In [1]:
import random
from collections import deque
from typing import Tuple

import torch
import numpy as np
import torch.nn as nn
import torch.optim as optim

from environments.EnvRandomReturn import EnvRandomReturn

DEVICE = torch.device("cuda" if torch.cuda.is_available() else "cpu")

# Q-Network

In [2]:
class QNetwork(nn.Module):
    """ 
    The QNetwork should output Q-values for each discrete action.
    """
    def __init__(self, state_dim, action_dim, hidden_size=64):
        super().__init__()
        self.fc1 = nn.Linear(state_dim, hidden_size)
        self.fc2 = nn.Linear(hidden_size, hidden_size)
        self.fc3 = nn.Linear(hidden_size, action_dim)
    
    def forward(self, x):
        """ Defines the forward pass of the network """
        x = torch.relu(self.fc1(x))
        x = torch.relu(self.fc2(x))
        return self.fc3(x)  # Q-values for each action

# World-Model LSTM

In [3]:
class WorldModel(nn.Module):
    def __init__(self, state_dim, action_dim, hidden_size=64, num_layers=2):
        super().__init__()

        self.hidden_size = hidden_size
        self.num_layers = num_layers

        # LSTM for temporal modeling
        self.lstm = nn.LSTM(state_dim + action_dim, hidden_size, num_layers, batch_first=True)

        # Output layers
        self.fc_state = nn.Linear(hidden_size, state_dim)
        self.fc_reward = nn.Linear(hidden_size, 1)
        self.fc_done = nn.Linear(hidden_size, 1)

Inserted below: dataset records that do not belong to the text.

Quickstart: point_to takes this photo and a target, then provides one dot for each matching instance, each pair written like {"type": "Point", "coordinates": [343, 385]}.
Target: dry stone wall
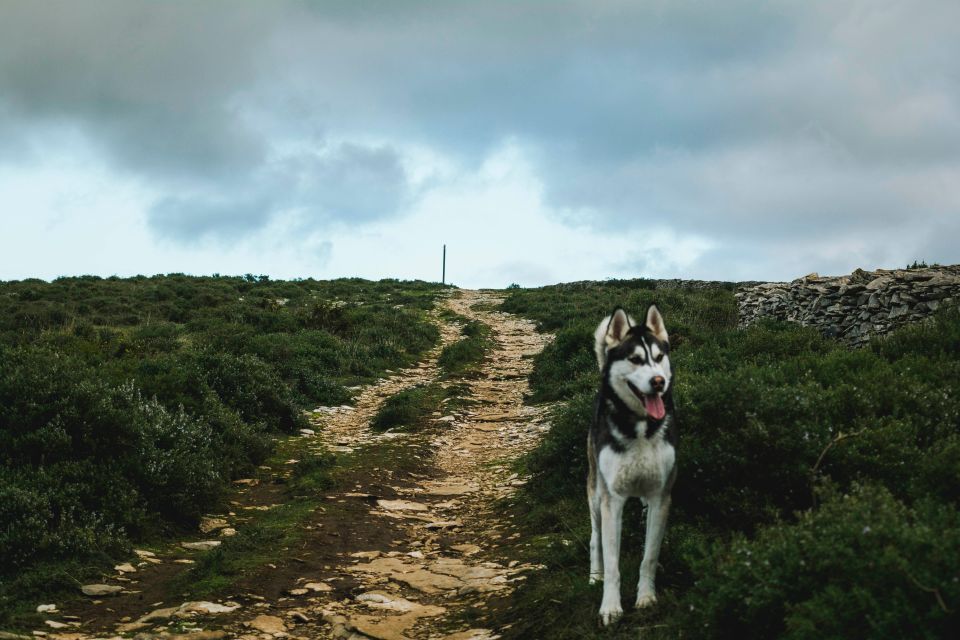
{"type": "Point", "coordinates": [853, 307]}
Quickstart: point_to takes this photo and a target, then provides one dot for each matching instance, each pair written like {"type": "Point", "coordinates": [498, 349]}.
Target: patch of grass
{"type": "Point", "coordinates": [465, 356]}
{"type": "Point", "coordinates": [756, 409]}
{"type": "Point", "coordinates": [409, 409]}
{"type": "Point", "coordinates": [256, 543]}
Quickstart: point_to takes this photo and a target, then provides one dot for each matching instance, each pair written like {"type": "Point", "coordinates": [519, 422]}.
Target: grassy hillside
{"type": "Point", "coordinates": [818, 486]}
{"type": "Point", "coordinates": [127, 405]}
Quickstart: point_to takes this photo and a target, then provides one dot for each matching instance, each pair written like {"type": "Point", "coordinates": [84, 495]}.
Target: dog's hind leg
{"type": "Point", "coordinates": [593, 502]}
{"type": "Point", "coordinates": [657, 510]}
{"type": "Point", "coordinates": [611, 517]}
{"type": "Point", "coordinates": [596, 547]}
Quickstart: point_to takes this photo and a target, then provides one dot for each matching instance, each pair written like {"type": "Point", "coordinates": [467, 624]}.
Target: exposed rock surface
{"type": "Point", "coordinates": [856, 306]}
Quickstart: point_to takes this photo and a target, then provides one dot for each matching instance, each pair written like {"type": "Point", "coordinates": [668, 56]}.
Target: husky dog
{"type": "Point", "coordinates": [630, 449]}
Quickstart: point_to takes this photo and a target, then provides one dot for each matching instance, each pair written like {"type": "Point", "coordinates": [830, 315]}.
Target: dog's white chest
{"type": "Point", "coordinates": [641, 470]}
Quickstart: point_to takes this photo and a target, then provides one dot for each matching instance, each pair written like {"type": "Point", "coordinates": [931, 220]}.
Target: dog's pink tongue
{"type": "Point", "coordinates": [654, 406]}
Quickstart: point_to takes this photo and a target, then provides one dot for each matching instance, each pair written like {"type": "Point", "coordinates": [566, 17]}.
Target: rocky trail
{"type": "Point", "coordinates": [407, 548]}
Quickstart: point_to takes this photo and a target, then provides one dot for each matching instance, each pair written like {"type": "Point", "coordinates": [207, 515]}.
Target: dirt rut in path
{"type": "Point", "coordinates": [442, 559]}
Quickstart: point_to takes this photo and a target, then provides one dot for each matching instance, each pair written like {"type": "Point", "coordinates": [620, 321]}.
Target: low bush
{"type": "Point", "coordinates": [863, 565]}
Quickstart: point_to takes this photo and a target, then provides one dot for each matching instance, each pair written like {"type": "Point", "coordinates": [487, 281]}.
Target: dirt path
{"type": "Point", "coordinates": [411, 547]}
{"type": "Point", "coordinates": [443, 559]}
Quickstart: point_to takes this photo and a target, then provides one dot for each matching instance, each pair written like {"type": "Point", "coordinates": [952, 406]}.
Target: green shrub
{"type": "Point", "coordinates": [863, 565]}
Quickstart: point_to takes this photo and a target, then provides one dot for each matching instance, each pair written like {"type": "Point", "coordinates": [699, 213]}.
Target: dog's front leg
{"type": "Point", "coordinates": [657, 510]}
{"type": "Point", "coordinates": [611, 516]}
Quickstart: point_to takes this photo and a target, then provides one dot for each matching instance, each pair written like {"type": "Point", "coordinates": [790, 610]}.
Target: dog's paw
{"type": "Point", "coordinates": [610, 614]}
{"type": "Point", "coordinates": [645, 600]}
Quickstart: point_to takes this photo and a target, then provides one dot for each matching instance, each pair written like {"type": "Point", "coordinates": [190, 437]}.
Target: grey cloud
{"type": "Point", "coordinates": [744, 122]}
{"type": "Point", "coordinates": [195, 219]}
{"type": "Point", "coordinates": [348, 182]}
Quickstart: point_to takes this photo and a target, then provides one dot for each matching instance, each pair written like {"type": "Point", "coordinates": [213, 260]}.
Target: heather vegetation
{"type": "Point", "coordinates": [817, 494]}
{"type": "Point", "coordinates": [128, 405]}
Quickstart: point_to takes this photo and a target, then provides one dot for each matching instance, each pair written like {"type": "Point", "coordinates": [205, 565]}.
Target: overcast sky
{"type": "Point", "coordinates": [541, 141]}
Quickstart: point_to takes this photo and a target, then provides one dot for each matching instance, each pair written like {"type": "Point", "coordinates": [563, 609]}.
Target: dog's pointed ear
{"type": "Point", "coordinates": [655, 324]}
{"type": "Point", "coordinates": [617, 328]}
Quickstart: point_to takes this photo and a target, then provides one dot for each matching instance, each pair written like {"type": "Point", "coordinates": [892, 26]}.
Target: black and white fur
{"type": "Point", "coordinates": [631, 451]}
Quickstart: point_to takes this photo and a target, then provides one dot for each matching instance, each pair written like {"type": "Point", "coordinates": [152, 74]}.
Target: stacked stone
{"type": "Point", "coordinates": [854, 307]}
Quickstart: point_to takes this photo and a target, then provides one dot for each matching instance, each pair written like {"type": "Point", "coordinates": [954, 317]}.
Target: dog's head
{"type": "Point", "coordinates": [635, 359]}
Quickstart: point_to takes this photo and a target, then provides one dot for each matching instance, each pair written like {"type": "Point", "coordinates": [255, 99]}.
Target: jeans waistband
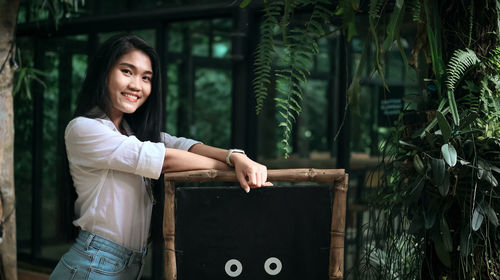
{"type": "Point", "coordinates": [87, 239]}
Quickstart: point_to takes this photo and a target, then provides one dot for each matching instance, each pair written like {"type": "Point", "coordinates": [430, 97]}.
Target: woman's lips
{"type": "Point", "coordinates": [130, 96]}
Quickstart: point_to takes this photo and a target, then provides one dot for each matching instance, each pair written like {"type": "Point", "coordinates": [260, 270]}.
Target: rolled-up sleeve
{"type": "Point", "coordinates": [180, 143]}
{"type": "Point", "coordinates": [93, 144]}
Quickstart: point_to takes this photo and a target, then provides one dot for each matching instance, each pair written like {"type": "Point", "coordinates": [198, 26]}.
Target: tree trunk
{"type": "Point", "coordinates": [8, 251]}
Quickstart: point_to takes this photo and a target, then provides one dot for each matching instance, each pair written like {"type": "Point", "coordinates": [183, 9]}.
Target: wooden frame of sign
{"type": "Point", "coordinates": [336, 176]}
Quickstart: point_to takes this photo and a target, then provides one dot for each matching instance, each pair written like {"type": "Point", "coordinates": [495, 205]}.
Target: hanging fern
{"type": "Point", "coordinates": [300, 47]}
{"type": "Point", "coordinates": [415, 8]}
{"type": "Point", "coordinates": [458, 65]}
{"type": "Point", "coordinates": [265, 51]}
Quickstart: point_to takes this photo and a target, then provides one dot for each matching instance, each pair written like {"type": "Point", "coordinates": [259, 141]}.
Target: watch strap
{"type": "Point", "coordinates": [228, 157]}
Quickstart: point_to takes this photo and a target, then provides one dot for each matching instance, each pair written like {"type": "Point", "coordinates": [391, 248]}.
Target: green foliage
{"type": "Point", "coordinates": [300, 45]}
{"type": "Point", "coordinates": [443, 187]}
{"type": "Point", "coordinates": [458, 65]}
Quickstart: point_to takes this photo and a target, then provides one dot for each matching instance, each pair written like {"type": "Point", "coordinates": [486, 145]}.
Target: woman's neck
{"type": "Point", "coordinates": [116, 117]}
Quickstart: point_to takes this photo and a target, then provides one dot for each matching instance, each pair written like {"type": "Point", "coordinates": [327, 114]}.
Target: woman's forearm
{"type": "Point", "coordinates": [180, 160]}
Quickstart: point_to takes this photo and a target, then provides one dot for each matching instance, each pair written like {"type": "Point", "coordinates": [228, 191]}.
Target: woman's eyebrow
{"type": "Point", "coordinates": [134, 68]}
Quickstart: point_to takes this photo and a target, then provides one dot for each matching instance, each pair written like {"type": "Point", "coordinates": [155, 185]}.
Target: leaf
{"type": "Point", "coordinates": [430, 218]}
{"type": "Point", "coordinates": [490, 213]}
{"type": "Point", "coordinates": [445, 235]}
{"type": "Point", "coordinates": [449, 154]}
{"type": "Point", "coordinates": [477, 219]}
{"type": "Point", "coordinates": [453, 108]}
{"type": "Point", "coordinates": [441, 252]}
{"type": "Point", "coordinates": [484, 172]}
{"type": "Point", "coordinates": [438, 171]}
{"type": "Point", "coordinates": [465, 242]}
{"type": "Point", "coordinates": [444, 188]}
{"type": "Point", "coordinates": [444, 126]}
{"type": "Point", "coordinates": [419, 164]}
{"type": "Point", "coordinates": [245, 3]}
{"type": "Point", "coordinates": [416, 188]}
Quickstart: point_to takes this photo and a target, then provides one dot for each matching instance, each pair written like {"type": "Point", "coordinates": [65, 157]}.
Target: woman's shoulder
{"type": "Point", "coordinates": [85, 126]}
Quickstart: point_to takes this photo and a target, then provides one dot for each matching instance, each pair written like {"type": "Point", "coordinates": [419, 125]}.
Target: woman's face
{"type": "Point", "coordinates": [129, 82]}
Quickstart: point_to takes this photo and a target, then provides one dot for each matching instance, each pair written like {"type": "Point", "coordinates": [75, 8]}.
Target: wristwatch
{"type": "Point", "coordinates": [228, 157]}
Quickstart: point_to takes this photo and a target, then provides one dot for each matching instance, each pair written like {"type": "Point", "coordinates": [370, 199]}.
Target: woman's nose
{"type": "Point", "coordinates": [134, 84]}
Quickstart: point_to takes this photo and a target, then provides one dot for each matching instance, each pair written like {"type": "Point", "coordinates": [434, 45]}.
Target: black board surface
{"type": "Point", "coordinates": [269, 233]}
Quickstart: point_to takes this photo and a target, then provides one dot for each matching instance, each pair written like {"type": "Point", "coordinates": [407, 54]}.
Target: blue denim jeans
{"type": "Point", "coordinates": [94, 257]}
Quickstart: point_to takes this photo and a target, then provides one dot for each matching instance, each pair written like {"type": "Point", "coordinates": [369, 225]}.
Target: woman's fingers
{"type": "Point", "coordinates": [250, 174]}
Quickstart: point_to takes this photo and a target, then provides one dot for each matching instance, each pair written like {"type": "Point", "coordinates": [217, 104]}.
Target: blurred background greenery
{"type": "Point", "coordinates": [200, 43]}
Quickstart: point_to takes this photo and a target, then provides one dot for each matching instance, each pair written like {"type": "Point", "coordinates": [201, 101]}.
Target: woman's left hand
{"type": "Point", "coordinates": [250, 174]}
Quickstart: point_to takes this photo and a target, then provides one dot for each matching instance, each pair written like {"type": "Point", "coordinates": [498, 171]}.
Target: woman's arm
{"type": "Point", "coordinates": [250, 174]}
{"type": "Point", "coordinates": [180, 160]}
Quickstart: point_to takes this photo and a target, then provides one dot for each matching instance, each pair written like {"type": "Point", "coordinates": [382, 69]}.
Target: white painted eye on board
{"type": "Point", "coordinates": [272, 266]}
{"type": "Point", "coordinates": [233, 267]}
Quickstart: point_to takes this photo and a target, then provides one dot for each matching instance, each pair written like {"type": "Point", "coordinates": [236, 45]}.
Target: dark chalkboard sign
{"type": "Point", "coordinates": [269, 233]}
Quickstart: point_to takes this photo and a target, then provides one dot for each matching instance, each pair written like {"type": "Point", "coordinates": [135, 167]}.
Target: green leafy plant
{"type": "Point", "coordinates": [299, 45]}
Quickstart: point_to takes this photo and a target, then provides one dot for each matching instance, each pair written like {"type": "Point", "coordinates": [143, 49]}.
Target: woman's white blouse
{"type": "Point", "coordinates": [108, 169]}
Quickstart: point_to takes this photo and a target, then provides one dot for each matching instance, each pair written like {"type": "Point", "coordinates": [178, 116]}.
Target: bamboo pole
{"type": "Point", "coordinates": [337, 234]}
{"type": "Point", "coordinates": [282, 175]}
{"type": "Point", "coordinates": [169, 231]}
{"type": "Point", "coordinates": [337, 176]}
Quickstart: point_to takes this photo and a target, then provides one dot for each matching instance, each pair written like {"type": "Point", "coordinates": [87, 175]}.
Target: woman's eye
{"type": "Point", "coordinates": [126, 71]}
{"type": "Point", "coordinates": [273, 266]}
{"type": "Point", "coordinates": [233, 268]}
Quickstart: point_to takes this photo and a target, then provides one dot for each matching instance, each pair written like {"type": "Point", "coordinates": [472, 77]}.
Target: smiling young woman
{"type": "Point", "coordinates": [116, 152]}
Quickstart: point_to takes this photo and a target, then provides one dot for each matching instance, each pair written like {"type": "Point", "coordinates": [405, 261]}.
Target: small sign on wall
{"type": "Point", "coordinates": [390, 104]}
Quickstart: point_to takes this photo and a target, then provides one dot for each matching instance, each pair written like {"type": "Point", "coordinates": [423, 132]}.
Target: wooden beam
{"type": "Point", "coordinates": [282, 175]}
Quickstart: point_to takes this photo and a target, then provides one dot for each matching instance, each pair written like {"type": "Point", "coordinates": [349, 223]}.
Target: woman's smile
{"type": "Point", "coordinates": [131, 96]}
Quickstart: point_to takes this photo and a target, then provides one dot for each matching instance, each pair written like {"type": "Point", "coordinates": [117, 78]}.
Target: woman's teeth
{"type": "Point", "coordinates": [129, 96]}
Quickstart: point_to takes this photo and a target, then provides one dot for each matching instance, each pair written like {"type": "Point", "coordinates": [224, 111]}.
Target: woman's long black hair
{"type": "Point", "coordinates": [93, 101]}
{"type": "Point", "coordinates": [146, 121]}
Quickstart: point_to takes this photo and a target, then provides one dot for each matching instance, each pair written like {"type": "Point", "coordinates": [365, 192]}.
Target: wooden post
{"type": "Point", "coordinates": [337, 176]}
{"type": "Point", "coordinates": [337, 233]}
{"type": "Point", "coordinates": [169, 231]}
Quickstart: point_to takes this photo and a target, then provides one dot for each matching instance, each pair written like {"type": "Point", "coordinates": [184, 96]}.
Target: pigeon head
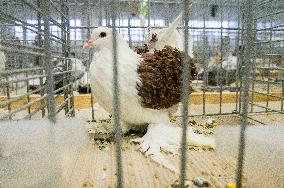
{"type": "Point", "coordinates": [100, 36]}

    def forward(self, observation, action, hidden_state=None):
        x = torch.cat([observation, action], dim=-1)  # (batch, seq_len, input_dim)

        # Initialize hidden state if not provided
        if hidden_state is None:
            h_0 = torch.zeros(self.num_layers, x.size(0), self.hidden_size, device=x.device)
            c_0 = torch.zeros(self.num_layers, x.size(0), self.hidden_size, device=x.device)
            hidden_state = (h_0, c_0)

        # Pass through LSTM
        lstm_out, hidden_state = self.lstm(x, hidden_state)  # lstm_out: (batch, seq_len, hidden_size)

        # Compute outputs
        predicted_state = self.fc_state(lstm_out)
        predicted_reward = torch.tanh(self.fc_reward(lstm_out))
        predicted_done = torch.sigmoid(self.fc_done(lstm_out))

        return predicted_state, predicted_reward, predicted_done, hidden_state

# Replay Buffer

In [4]:
class ReplayBuffer:
    def __init__(self, capacity, seq_len):
        self.capacity = capacity
        self.seq_len = seq_len  # Length of sequences to sample
        self.buffer = deque(maxlen=capacity)  # Use deque for efficiency

    def add(self, state, action, reward, next_state, done):
        """Stores a transition in the replay buffer."""
        self.buffer.append((state, action, reward, next_state, done))

    def sample(self, batch_size):
        """Samples a batch of sequence-length transitions."""
        if len(self.buffer) < self.seq_len:  # Ensure enough data
            return None

        # Select valid starting indices
        indices = np.random.choice(len(self.buffer) - self.seq_len, batch_size, replace=False)

        sequences = []
        for idx in indices:
            seq = list(self.buffer)[idx : idx + self.seq_len]  # Get a sequence
            states, actions, rewards, next_states, dones = zip(*seq)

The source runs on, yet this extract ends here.